Noemi notó cómo la tristeza le abrumó el cuerpo y su propio corazón se encogió: “Desconozco la historia de Elena y no puedo hacer nada para aliviarla”.

Elena suspendió la lectura en voz alta, pero la continuó mentalmente. Con ese murmullo al fondo pensó en Nilton, en cómo había vencido la distancia. Poco a poco, en medio de las atenciones de ella durante la convalecencia se habían acercado. Nunca le comentaba nada acerca de la masacre de El Salado y cuando él nombraba algo de la violencia, ella permanecía en un silencio expectante, atenta a sus opiniones. “Por momentos quiero contárselo todo –pensó–, pero qué miedo hablar de eso, además él y la señora Ana podrían considerarnos un peligro y pedirnos que nos vayamos de aquí. ¿Y a dónde iríamos?”.
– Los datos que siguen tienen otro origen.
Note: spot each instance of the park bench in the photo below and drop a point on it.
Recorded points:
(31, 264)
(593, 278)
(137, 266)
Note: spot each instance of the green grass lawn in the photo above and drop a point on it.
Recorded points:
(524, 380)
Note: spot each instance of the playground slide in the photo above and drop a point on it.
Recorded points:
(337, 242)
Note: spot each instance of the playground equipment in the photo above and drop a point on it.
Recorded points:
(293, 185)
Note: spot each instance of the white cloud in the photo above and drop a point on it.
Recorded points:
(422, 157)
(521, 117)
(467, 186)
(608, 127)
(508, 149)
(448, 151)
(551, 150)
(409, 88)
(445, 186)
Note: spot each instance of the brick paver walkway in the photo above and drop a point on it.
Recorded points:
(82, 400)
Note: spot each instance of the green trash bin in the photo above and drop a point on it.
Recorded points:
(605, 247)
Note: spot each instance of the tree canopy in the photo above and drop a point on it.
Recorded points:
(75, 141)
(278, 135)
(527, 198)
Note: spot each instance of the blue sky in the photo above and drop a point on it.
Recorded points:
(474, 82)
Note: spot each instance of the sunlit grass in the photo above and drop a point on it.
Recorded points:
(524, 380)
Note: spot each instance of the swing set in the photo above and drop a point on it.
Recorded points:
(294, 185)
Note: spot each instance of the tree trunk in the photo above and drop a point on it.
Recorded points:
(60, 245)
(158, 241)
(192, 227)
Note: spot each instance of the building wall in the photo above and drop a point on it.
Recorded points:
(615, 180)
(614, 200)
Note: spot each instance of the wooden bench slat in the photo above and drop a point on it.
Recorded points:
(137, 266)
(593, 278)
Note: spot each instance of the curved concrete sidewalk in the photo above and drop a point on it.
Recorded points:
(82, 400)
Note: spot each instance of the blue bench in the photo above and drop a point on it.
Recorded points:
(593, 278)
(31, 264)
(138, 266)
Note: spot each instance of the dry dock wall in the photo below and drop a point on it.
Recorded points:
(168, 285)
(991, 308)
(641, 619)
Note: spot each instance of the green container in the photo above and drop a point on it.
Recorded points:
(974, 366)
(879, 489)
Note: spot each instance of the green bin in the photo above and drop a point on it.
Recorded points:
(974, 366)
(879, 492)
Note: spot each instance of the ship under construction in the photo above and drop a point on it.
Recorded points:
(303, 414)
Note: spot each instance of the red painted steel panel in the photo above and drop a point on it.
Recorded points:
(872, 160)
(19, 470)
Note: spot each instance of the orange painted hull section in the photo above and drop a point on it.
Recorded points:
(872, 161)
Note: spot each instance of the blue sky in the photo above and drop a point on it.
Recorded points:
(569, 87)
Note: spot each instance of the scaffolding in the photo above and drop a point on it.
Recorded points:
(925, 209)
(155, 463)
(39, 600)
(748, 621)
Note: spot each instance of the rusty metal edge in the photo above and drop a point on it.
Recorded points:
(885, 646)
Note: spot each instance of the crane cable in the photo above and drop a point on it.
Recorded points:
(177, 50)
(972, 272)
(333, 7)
Desarrollaron una amistad en la que pese a la diferencia de edad, se sentían bien, y la inocencia de Elena le daba a Nilton una alegría que lo distraía de su rabia. Se habían hecho muy amigos, al punto de que él le mostró el ajedrez en el que sus hermanos le enseñaron a jugar. Le faltaban algunas piezas que reemplazaban con botones, y cada tarde después del almuerzo Elena recibía su clase. Pronto se convirtió en una buena contrincante para Nilton, quien decidió hacerle un juego de madera durante aquellos meses de recuperación. Él tallaba y cada pieza que terminaba se la regalaba. Ella debía hacer el tablero. Con un pedazo de madera comenzó su tarea y así pasó muchas tardes limpiando, lijando y pintando, mientras él trabajaba en las figuras. Elena lo miraba hacer con curiosidad, observaba sus movimientos y su rostro plácido le hizo pensar que ya se había olvidado de la agresión y que se encontraba completamente recuperado. Ella, en cambio, siempre pensaba en su madre, en los recuerdos de los asesinatos de El Salado y su herida sangraba.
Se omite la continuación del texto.